Our holiday was nice, we didn't go far from home and its most certainly white!    Got in a freezing cold bareback ride with Daughter, visited some friends, had supper with the family which now include 2 of the cutest sweet baby boys ever known!!    With some chocolates and the time for some art, I'd call that a well done holiday!   Wishing the best for you as well!!

Sunday, December 14, 2014

mounting pastel paper

Hello!   I am not able to show what I'm working on, as they are Christmas gifts and I'm not going to be the one who blows the surprise!   But, I thought today would be a good time to post how I mount sanded paper to a support board. 

Mounting it isn't something that has to be done, as sanded papers are usually heavy enough to stand alone.  I get mine in rolls, which lead to the problem of curled paper.  Not good!   I am currently using UART in 600 grit, and I very much like this paper.  Has lots of grit but doesn't seem to eat my pastels as badly as papers with heavier grit.   It handles wet underpainting well and getting a roll was more economical than sheets.   And, its just fun to have a half acre of paper, just waiting for me! 

First, figure out what you want to mount to.  I won't use products that aren't acid free, so I won't mention that at every turn today, just know, its all acid free.   So that said, you can use foam board, mat board, or mount board.   I chose foam board today.   I also chose to use grafix double tack film.   I also got my brayer and some black tape.

This piece will be 16x20, so I cut my UART to a size a bit larger, so I have space to scribble, try out colors, edges of sticks, etc.  I must have scribble space!   Then I cut the tack film to size of the UART, and the foam board is a tad larger on all sides.    I start by making pencil lines where the paper will go, then peel up one corner of the tack film, (its got slick papers on either side of the film). and smooth-smooth-smooth all the way across the foam board, rubbing with my hand, only peeling as much as I can smooth at one time.   At this point, I have a foam board with a tacky sheet on it, with a slick sheet still on top.   I now peel the top slick sheet, just a corner, and line up the UART and start peeling and rubbing down just like before.   Ta-da!   A mounted piece of sanded paper.

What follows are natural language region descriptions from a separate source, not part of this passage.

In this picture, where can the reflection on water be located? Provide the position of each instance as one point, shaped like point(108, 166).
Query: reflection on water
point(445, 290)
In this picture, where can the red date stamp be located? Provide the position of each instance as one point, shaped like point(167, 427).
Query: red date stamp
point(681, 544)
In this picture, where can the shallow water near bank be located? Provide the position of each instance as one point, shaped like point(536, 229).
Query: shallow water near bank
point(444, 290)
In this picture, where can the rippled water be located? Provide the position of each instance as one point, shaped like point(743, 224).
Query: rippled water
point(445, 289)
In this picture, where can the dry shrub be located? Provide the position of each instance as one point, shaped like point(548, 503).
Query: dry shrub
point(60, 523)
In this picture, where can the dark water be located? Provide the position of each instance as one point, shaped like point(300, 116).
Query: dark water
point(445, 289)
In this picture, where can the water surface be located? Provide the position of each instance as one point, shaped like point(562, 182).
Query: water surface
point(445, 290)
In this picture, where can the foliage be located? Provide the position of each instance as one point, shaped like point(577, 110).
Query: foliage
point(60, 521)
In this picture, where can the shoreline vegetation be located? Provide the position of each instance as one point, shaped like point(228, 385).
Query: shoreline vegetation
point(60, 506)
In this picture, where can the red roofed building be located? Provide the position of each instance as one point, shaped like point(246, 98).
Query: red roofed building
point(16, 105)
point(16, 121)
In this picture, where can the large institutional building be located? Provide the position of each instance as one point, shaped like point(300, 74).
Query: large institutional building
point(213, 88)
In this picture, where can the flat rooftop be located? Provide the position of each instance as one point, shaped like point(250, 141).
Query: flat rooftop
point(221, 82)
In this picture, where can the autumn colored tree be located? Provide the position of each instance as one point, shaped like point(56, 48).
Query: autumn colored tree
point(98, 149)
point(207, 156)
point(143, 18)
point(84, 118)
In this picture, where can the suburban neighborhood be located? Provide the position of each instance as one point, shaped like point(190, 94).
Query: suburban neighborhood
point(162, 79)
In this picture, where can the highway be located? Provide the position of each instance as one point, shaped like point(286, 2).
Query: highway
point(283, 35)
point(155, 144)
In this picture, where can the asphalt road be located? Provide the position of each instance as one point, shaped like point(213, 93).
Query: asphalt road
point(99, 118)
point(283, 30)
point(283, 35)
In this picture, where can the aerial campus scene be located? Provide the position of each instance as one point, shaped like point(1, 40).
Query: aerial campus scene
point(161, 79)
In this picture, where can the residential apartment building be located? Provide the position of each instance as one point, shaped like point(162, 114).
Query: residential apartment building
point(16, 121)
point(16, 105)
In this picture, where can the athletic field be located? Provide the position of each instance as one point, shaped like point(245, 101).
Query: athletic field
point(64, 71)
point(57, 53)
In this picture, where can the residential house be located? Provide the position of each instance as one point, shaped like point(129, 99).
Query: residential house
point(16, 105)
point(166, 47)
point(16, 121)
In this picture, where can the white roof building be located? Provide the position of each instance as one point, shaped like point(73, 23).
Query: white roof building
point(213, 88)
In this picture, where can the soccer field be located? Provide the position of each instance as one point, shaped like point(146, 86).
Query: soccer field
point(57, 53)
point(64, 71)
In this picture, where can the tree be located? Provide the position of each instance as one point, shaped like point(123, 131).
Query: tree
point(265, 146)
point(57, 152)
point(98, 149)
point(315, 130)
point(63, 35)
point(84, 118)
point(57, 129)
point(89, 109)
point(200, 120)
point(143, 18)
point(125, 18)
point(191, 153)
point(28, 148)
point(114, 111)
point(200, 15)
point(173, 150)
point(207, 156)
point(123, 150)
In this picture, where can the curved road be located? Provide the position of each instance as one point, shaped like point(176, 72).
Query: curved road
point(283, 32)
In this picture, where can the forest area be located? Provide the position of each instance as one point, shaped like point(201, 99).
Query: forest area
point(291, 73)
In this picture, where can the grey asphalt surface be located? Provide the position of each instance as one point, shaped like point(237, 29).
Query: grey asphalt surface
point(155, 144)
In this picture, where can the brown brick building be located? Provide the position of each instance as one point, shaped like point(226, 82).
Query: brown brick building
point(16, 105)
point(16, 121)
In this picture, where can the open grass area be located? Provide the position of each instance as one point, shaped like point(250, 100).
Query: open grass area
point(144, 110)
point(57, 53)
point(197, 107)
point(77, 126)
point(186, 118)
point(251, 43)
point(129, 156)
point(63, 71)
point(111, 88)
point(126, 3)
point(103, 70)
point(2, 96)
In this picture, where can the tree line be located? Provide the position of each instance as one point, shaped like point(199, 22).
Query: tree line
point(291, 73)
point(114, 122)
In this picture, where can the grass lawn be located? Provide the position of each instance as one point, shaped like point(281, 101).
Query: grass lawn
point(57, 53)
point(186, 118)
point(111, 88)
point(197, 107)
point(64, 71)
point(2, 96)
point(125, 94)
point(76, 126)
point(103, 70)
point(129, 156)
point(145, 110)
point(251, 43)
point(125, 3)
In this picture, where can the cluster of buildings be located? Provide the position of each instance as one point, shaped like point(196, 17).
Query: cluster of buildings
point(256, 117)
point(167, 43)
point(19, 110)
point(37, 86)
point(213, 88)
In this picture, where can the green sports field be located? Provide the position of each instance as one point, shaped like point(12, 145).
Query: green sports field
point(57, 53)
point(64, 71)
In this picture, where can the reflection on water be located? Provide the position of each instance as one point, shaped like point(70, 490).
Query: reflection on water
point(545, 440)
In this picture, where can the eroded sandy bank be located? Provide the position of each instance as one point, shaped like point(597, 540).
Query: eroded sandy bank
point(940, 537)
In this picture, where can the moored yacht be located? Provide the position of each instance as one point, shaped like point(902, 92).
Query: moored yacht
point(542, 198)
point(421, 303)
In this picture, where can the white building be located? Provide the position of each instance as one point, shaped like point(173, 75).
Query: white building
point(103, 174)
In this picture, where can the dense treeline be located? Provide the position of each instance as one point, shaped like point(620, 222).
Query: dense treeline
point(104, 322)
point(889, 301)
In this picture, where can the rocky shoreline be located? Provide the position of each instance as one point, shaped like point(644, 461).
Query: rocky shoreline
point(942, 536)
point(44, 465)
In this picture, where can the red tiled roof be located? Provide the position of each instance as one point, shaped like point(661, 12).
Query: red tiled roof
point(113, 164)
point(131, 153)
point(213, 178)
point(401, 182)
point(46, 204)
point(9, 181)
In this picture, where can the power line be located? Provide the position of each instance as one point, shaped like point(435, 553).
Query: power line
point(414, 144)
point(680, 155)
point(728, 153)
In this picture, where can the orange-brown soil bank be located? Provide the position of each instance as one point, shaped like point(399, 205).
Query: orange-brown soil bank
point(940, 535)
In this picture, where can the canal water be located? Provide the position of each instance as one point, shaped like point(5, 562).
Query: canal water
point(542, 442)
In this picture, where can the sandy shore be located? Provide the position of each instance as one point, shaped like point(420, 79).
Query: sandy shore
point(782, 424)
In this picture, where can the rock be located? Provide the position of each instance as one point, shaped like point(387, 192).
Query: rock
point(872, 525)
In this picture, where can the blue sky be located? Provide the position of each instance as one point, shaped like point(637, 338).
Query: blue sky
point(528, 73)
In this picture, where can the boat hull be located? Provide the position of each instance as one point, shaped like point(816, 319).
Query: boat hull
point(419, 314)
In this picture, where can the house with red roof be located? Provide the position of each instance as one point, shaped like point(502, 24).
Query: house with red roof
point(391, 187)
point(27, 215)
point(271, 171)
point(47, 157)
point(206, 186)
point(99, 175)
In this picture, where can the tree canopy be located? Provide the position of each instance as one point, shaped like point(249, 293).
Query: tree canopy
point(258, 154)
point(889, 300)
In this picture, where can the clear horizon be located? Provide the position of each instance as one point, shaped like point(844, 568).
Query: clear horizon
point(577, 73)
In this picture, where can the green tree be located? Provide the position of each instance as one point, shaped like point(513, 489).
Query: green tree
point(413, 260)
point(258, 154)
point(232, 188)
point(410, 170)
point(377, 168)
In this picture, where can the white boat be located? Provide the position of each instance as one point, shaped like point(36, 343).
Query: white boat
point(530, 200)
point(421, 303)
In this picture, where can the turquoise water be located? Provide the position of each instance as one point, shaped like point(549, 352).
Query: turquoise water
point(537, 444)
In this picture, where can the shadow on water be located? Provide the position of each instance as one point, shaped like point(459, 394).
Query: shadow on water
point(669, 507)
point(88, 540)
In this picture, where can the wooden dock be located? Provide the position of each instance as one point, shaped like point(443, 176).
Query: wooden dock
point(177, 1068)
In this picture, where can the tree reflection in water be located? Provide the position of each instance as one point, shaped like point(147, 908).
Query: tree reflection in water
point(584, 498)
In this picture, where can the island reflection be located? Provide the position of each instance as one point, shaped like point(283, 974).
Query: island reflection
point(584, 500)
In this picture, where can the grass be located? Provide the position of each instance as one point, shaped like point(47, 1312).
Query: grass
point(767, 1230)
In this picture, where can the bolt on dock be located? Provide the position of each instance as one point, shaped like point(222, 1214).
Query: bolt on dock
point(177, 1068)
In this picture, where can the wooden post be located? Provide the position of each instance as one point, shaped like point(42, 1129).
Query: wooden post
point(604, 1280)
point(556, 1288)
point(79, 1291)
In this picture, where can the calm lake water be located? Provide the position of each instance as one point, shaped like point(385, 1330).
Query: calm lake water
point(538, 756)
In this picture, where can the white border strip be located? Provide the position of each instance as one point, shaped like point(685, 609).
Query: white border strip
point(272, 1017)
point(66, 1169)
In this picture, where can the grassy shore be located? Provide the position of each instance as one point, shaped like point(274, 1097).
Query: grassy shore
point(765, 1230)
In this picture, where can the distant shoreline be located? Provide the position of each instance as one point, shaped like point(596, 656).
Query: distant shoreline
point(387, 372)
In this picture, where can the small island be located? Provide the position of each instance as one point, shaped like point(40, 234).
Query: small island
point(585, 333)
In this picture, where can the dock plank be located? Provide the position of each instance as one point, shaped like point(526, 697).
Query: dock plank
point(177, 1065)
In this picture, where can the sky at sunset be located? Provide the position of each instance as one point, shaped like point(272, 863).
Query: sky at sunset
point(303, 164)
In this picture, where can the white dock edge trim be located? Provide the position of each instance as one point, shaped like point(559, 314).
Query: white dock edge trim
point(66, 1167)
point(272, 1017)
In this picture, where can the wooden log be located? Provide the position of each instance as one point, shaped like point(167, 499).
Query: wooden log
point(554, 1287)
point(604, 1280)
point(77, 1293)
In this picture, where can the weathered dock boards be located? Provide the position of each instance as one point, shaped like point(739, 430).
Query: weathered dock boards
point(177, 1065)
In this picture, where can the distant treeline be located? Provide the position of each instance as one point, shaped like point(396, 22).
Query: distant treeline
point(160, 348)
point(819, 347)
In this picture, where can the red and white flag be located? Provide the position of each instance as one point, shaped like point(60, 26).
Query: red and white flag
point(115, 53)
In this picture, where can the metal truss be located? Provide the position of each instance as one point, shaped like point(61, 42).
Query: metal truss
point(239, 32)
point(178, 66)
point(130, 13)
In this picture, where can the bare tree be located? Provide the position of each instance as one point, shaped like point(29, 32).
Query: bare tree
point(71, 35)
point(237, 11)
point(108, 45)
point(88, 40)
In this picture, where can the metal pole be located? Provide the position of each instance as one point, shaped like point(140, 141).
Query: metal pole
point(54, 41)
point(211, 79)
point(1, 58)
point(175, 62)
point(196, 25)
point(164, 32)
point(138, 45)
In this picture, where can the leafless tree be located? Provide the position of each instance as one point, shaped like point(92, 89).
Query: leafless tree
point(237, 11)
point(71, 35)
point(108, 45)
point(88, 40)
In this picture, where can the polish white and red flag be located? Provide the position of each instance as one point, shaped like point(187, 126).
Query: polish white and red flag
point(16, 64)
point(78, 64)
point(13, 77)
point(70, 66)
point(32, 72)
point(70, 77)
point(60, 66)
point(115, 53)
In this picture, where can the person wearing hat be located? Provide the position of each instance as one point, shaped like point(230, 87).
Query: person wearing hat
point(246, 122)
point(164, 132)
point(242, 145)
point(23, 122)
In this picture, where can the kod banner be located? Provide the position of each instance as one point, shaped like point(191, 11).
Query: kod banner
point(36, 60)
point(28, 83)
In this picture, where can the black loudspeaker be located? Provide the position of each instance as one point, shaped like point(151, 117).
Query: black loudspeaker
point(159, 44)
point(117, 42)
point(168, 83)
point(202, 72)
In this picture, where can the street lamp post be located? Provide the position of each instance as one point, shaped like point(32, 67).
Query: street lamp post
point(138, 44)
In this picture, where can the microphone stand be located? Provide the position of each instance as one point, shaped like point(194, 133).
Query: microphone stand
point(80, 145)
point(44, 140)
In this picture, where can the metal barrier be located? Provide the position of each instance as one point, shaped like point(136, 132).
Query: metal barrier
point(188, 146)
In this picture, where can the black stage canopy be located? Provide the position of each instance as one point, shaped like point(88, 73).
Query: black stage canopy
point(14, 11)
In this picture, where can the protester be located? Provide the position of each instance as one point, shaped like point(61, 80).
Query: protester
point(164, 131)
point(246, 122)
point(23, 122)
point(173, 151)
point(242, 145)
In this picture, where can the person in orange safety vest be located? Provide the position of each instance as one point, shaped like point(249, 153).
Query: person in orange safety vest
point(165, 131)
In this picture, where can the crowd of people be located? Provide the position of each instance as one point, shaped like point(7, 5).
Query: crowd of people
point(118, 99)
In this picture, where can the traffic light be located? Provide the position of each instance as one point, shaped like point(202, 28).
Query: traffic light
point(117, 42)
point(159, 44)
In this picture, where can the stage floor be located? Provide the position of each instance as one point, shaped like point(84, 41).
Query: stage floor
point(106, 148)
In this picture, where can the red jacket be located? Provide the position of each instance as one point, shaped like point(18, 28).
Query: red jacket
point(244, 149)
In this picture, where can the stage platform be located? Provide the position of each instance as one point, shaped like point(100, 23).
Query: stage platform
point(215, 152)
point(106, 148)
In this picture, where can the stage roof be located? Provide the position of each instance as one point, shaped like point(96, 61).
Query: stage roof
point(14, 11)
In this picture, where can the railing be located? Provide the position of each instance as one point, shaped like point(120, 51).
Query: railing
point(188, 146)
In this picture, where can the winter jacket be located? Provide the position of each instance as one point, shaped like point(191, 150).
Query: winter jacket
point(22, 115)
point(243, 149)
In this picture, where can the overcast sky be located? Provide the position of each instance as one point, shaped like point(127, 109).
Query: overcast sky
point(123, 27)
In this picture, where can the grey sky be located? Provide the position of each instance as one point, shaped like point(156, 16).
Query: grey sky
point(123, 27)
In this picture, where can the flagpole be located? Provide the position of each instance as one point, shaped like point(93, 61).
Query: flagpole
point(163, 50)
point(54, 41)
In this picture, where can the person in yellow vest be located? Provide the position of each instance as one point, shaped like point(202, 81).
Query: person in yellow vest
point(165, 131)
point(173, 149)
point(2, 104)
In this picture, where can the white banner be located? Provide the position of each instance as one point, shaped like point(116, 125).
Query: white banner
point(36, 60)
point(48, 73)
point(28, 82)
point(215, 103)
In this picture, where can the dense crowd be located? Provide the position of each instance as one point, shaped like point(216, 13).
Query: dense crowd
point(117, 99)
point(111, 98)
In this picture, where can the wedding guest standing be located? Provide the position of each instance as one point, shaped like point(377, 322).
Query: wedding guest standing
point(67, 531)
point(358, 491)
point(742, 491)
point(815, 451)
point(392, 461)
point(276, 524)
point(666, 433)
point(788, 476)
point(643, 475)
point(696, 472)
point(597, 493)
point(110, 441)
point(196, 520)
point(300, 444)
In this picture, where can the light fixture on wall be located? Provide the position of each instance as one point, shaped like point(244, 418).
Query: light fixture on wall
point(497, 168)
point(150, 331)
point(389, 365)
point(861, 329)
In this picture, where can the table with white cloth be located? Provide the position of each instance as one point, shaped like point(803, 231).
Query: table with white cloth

Next, I have started using that black tape to mark my borders.   It makes it easier for me to judge the composition this way, otherwise I seem to just keep going, then when I trim the paper to frame later, sometimes the design suffers as I now have cut off part of the painting.    This black tape fixes that problem.   I can take it off or leave it as its acid free.   (yes, I said it again!)   I run the tape about 1/4 inch outside my border.   
Ready to paint!    I put it on my main easel, using some cheapo (not acid free!) wide masking tape at the top corners, and a small clamp at the bottom.   The large white board is my drawing board, I made that with foam board on top of luan board, then painted it with floor finish poly so tape won't rip it.   I did this so I dont' have to keep adjusting my easel height--now I just tape/clip where I want the paper.  and sometimes I work big enough to cover that whole drawing board.   I also like my little quotes where I can see them.    Have a Great week!